Mr. PARKER (Lord of the Treasury)

Approximately 500,000 boxes of bacon were requisitioned by the Ministry of Food from private importers during the period from 9th August to 21st September, 1919. The price to be paid for this bacon is at present the subject of negotiation between the Ministry of Food and the American packers. A large proportion of the amount requisitioned was found when landed to be in an unsatisfactory condition, and such quantities as were unfit for human consumption were sold for soap-making. Without a considerable statistical investigation it is not possible to state the actual amount disposed of in this way, but the average price realised was, approximately, £20 per ton. Free export of all out-of-condition bacon was permitted through the ordinary trade channels. It is not, therefore, possible to state the amount of requisitioned bacon actually exported, nor the average price obtained. With regard to the remainder of the question, I would refer the hon. Member to the answer given yesterday to the hon. Member for Plaistow, but I would like to emphasise the point that since the resumption of control not a single box of bacon has arrived in such a condition as to be, or to become, unfit for food.

Colonel YATE

Will the public ever be able to see an audited account, giving the result of this adventure in bacon?

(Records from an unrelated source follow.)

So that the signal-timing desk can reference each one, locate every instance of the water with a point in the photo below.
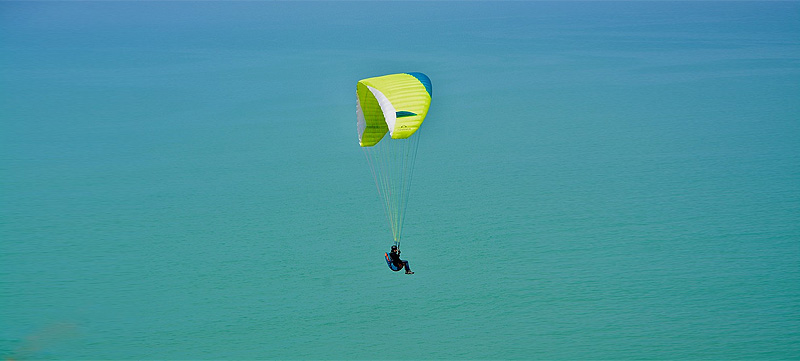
(596, 181)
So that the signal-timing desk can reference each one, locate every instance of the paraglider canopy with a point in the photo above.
(396, 103)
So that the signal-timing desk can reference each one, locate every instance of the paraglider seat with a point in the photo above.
(391, 264)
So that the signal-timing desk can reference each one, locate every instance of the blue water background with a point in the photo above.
(596, 181)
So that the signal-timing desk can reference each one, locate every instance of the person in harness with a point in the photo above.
(399, 263)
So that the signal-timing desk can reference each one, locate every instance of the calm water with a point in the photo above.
(596, 181)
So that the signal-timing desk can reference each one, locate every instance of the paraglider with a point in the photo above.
(395, 104)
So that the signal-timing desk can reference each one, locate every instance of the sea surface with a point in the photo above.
(595, 181)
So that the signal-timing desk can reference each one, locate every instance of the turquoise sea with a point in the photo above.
(595, 181)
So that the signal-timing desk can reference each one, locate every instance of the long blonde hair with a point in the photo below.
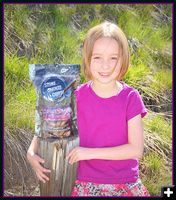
(105, 29)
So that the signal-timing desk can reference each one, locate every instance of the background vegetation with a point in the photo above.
(36, 33)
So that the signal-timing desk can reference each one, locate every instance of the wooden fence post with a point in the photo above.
(63, 175)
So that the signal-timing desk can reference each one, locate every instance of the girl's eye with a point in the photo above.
(114, 58)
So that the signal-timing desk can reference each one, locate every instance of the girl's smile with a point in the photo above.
(105, 62)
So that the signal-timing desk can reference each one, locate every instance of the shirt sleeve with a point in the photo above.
(135, 105)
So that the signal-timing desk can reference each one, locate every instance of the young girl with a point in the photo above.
(109, 121)
(109, 116)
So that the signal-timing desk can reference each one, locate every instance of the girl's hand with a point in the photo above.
(79, 153)
(36, 162)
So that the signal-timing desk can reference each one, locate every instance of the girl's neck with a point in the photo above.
(106, 90)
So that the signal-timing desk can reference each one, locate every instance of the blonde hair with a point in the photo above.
(105, 29)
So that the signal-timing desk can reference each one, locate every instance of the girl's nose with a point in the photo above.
(105, 64)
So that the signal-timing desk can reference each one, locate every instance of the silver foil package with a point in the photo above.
(55, 107)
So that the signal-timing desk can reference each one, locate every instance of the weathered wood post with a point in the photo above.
(56, 124)
(63, 175)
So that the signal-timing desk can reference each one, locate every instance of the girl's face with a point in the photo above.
(105, 62)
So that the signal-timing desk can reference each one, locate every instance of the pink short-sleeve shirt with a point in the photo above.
(103, 122)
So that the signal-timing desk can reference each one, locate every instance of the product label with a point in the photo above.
(53, 88)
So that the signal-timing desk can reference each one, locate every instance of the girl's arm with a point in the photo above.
(133, 149)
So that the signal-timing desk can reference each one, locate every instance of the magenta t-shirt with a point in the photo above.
(103, 122)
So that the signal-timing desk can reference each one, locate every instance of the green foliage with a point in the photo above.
(158, 124)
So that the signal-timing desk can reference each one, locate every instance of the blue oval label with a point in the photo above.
(53, 88)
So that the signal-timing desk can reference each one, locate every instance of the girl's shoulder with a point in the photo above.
(83, 88)
(129, 89)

I presume the accounts will go in the ordinary course before the Comptroller and Auditor-General, and that the matter will appear in his Report.


May I ask how long these boxes were allowed to remain in this country before it was discovered that the contents had deteriorated?


In the answer I stated that this was found to be wrong on arrival.

Colonel YATE

Will the hon. Gentleman see that these audited accounts are presented to this House?


I will convey that to the Department.


Will arrangements be made with America to see that we get compensation for stuff that goes bad before it lands?